Class EigenvaluesProblems

template<typename NT, typename MT = Eigen::Matrix<NT, Eigen::Dynamic, Eigen::Dynamic>, typename VT = Eigen::Matrix<NT, Eigen::Dynamic, 1>>
class EigenvaluesProblems

Solver for various eigenvalue problems arising in convex optimization Provides methods for quadratic eigenvalue problems (QEP), generalized eigenvalue problems, and negative definiteness checks via eigenvalue analysis.

Template Parameters:
  • NT – Numeric type for scalar values

  • MT – Matrix type (defaults to Eigen::Matrix with dynamic dimensions)

  • VT – Vector type (defaults to Eigen::Matrix column vector with dynamic size)

Public Functions

inline NT minPosQuadraticEigenvalue(const MT &A, const MT &B, const MT &C, MT&, MT&, VT &eigvec, bool = false, int = 0)

Find minimum positive eigenvalue for quadratic eigenvalue problem Solves (A + t*B + t²*C)v = 0 to find smallest positive t Used in convex optimization for barrier function step size computation

Parameters:
  • A[in] Constant coefficient matrix

  • B[in] Linear coefficient matrix

  • C[in] Quadratic coefficient matrix

  • X[inout] Auxiliary matrix (unused, kept for API compatibility)

  • Y[inout] Auxiliary matrix (unused, kept for API compatibility)

  • eigvec[out] Eigenvector corresponding to minimum positive eigenvalue

  • updateOnly[in] Unused flag (kept for API compatibility)

  • num_constraints[in] Unused parameter (kept for API compatibility)

Returns:

Minimum positive t satisfying the QEP, or infinity if none exists

inline NT minPosLinearEigenvalue(const MT &A, const MT &B, VT &eigvec) const

Find minimum positive t such that (A + t*B)v = 0 for some v ≠ 0 Solves the generalized eigenvalue problem using Eigen’s self-adjoint solver.

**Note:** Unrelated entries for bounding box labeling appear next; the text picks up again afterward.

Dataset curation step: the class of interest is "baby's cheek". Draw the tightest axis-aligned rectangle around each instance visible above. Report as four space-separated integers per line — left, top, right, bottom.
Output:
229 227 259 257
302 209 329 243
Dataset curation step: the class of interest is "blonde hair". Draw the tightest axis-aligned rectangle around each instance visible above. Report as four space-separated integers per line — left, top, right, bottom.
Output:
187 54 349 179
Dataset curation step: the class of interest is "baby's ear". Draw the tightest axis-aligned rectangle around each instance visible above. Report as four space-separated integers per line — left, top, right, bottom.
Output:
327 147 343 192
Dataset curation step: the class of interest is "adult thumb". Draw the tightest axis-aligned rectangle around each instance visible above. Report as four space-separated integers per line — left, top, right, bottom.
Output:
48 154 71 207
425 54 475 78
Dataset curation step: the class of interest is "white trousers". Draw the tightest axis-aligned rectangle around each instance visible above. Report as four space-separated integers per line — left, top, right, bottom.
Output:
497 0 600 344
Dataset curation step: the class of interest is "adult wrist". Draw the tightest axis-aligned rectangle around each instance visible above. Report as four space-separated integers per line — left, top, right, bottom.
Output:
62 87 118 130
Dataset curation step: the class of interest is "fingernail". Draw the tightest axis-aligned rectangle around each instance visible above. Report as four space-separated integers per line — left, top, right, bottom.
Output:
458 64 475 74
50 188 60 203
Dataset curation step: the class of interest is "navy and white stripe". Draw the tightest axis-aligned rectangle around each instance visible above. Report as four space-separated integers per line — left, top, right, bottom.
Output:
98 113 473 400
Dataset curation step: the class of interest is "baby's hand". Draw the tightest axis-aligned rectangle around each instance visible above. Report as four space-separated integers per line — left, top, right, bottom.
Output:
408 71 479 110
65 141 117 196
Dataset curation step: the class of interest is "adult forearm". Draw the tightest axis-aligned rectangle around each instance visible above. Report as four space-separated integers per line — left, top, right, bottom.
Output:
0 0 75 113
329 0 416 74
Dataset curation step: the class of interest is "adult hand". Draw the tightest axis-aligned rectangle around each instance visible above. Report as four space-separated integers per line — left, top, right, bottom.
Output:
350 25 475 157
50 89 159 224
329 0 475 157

Requires one of A or -A to be positive definite.

Parameters:
  • A[in] Constant coefficient matrix (typically lmi(p) — positive semidefinite)

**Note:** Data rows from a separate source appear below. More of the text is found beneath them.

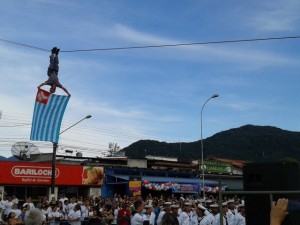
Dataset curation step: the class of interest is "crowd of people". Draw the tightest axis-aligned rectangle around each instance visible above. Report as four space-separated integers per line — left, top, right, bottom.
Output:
0 194 287 225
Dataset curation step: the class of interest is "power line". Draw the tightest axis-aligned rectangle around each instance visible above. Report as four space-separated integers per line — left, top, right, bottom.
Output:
0 36 300 53
0 38 49 52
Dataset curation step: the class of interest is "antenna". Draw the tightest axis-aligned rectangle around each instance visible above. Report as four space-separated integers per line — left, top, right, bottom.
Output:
11 141 40 161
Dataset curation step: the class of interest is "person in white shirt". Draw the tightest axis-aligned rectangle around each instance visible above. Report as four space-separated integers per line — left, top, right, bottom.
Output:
226 199 237 225
9 204 21 218
178 202 192 225
0 195 8 213
143 205 155 225
47 205 61 225
25 209 44 225
235 204 246 225
23 197 35 209
156 202 172 225
130 199 145 225
191 204 212 225
69 205 81 225
214 202 228 225
171 205 179 223
78 200 90 221
12 195 19 205
58 194 69 204
207 204 219 224
4 196 14 216
111 203 119 225
68 197 77 212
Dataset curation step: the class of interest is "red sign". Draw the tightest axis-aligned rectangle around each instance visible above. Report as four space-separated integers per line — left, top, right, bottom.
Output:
0 162 104 186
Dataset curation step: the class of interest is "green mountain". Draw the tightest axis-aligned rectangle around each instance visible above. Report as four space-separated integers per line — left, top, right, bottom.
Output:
122 125 300 161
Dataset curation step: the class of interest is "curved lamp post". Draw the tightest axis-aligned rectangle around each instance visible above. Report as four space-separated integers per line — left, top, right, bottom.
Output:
201 94 219 199
51 115 92 194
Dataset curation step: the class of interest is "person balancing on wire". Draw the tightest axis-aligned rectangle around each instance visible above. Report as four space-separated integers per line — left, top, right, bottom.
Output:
38 47 71 96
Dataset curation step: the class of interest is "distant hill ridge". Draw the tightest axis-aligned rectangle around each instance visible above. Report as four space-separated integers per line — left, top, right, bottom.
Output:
123 125 300 161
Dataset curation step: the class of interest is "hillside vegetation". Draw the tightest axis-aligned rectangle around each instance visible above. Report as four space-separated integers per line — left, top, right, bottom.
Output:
123 125 300 161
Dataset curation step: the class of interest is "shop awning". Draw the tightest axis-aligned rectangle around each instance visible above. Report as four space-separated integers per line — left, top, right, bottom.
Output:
110 175 218 186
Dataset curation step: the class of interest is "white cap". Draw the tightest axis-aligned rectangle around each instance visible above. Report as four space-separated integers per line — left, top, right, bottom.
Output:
164 202 172 206
237 203 245 208
184 202 193 206
197 204 206 211
209 203 219 208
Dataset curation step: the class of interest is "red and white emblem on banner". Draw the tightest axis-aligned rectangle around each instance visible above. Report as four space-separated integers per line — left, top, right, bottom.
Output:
35 89 51 104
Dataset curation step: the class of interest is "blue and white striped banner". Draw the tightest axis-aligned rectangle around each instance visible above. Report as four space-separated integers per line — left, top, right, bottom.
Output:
30 89 70 143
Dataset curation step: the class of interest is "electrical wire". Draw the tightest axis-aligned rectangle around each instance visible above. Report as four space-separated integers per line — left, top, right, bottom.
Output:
0 38 49 52
0 36 300 53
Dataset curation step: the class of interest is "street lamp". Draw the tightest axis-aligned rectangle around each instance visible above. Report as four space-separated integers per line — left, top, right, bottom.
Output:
201 94 219 199
51 115 92 195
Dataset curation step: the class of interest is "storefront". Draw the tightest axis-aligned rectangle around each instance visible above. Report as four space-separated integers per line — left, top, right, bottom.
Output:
102 168 227 197
0 161 104 200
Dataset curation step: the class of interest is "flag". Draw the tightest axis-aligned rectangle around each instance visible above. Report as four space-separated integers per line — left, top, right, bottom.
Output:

  • B[in] Linear coefficient matrix (typically directional derivative)

  • eigvec[out] Eigenvector corresponding to minimum positive t

Returns:

Minimum positive t, or infinity if none exists

inline NT minPosLinearEigenvalue_EigenSymSolver(const MT &A, const MT &B, VT &eigvec) const

Variant of minPosLinearEigenvalue using the symmetric generalized approach Solves (A + t*B)v = 0 for the smallest positive t Uses solver(B, A) → Bv = λAv → Av + (1/λ)Bv = 0 → t = 1/λ (largest λ) The caller typically passes A = -precomputedValues.A, B = precomputedValues.B so the internal call is ges(B, -precomputedValues.A).

Parameters:
  • A[in] Coefficient matrix (as-is from caller, no sign change)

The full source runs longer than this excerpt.